Neden bu kadar uzatılıp, yaygınlaştırıldı? Hükümet bu sürecin TSK’nın itibarını, gücünü, moralini etkileyeceğini hiç hesaba katmadı mı? Niye buna karşı bir önlem alınmadı? Yoksa kasten mi böyle bir yol izlendi?
“KENDİ İÇİNİZİ TEMİZLEYİN”
Bu soruları bir süre önce sohbet ettiğimiz bu dönemin çok etkili siyasi isimlerinden birine sormuştum.
Şu yanıtı vermişti:
- “Bu olumsuz etkilerin olabileceği başından itibaren düşünüldü. Gelinen bu nokta elbette Başbakanımızı, hükümeti de çok üzüyor. Ama yapacak bir şey yok. Hukukun gereği yapılıyor.
İlla böyle mi yapılması gerekirdi diyorsanız böyle olmayabilirdi.
Olmaması için çaba sarfedildiğini biliyorum. Daha bu işin başında komutanlarla konuşuldu. O çok sert tepkileri açıkladıkları günlerde konuşuldu hem de...”
Nasıl konuşuldu?
- “Denildi ki, bakın çok yanlış, vahim işler olmuş. Kurduğunuz veya kurdurduğunuz o internet sitelerindeki yalan yanlış haberlerle bizim partimiz hakkında kapatma davası açtırdınız. Bunları kabul edin, bu yanlışları siz kendiniz temizleyin. Kendiniz açıklayın, ‘şunlar şunlar yanlış yapılmış, hukuk dışına çıkılmış’ deyin. Kendi içinizde soruşturma başlatın, sorumluları belirleyip siz yargıya sevk edin, bu güzide kurumumuzu yıpratmadan, suçlu varsa onları siz yargıya teslim edin...
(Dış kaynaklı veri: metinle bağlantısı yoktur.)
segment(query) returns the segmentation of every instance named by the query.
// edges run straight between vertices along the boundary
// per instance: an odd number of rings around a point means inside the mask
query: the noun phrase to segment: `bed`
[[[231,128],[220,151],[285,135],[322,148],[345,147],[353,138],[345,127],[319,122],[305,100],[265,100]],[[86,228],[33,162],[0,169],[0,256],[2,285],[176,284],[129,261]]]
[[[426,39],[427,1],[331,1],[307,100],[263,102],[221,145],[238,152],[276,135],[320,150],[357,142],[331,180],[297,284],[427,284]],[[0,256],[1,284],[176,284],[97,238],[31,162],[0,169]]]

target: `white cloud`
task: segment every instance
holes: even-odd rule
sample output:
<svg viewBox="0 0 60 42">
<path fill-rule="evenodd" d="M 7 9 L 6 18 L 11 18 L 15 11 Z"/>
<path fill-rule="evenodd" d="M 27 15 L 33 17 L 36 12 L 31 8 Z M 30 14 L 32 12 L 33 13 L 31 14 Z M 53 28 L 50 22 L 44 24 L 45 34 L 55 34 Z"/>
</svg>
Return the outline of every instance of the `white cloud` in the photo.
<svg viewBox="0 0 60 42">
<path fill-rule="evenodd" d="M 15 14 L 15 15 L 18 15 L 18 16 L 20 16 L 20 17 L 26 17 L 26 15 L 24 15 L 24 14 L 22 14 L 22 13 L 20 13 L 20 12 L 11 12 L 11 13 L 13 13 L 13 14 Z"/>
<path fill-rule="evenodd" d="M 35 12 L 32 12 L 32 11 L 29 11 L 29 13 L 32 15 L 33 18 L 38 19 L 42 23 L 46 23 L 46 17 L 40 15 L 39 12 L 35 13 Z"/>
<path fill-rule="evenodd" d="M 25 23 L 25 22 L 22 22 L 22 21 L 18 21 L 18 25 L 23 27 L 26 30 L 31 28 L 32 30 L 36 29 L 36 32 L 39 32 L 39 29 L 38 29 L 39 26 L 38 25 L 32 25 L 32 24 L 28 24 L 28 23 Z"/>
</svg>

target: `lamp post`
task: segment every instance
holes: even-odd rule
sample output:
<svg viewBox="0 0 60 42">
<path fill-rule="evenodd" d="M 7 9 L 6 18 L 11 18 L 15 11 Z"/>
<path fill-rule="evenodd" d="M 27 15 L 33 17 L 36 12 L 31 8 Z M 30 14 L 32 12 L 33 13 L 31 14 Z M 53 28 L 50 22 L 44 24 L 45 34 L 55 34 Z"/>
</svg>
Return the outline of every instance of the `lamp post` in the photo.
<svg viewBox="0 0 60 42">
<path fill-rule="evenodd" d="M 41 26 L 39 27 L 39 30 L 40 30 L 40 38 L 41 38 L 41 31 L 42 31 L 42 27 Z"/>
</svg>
Bütün bunların çok fazlası en üst seviyede kendilerine söylendi, anlatıldı. Ama yapmadılar, hep inkâr ettiler!”
Kime söylenmişti, İlker Başbuğ’a mı?
- “Ona da söylendi, başkalarına da. Tahmin ediyorum 2007 baharındaki meşhur Dolmabahçe görüşmesinde Tayyip Bey Yaşar Büyükanıt‘a da söylemiştir bunları...
Nedense yapamadılar, göremediler. Sonuçta da savcılar çok daha vahim şeyleri bulup ortaya çıkardılar. Keşke kendi içlerinde sağlıklı bir soruşturma, aklanma faaliyetine girebilselerdi. O zaman itibarı daha da artardı TSK’nın...”
Bugün düşünüldüğünde çok makul sayılabilecek bu öneriyi acaba niye dikkate almadılar?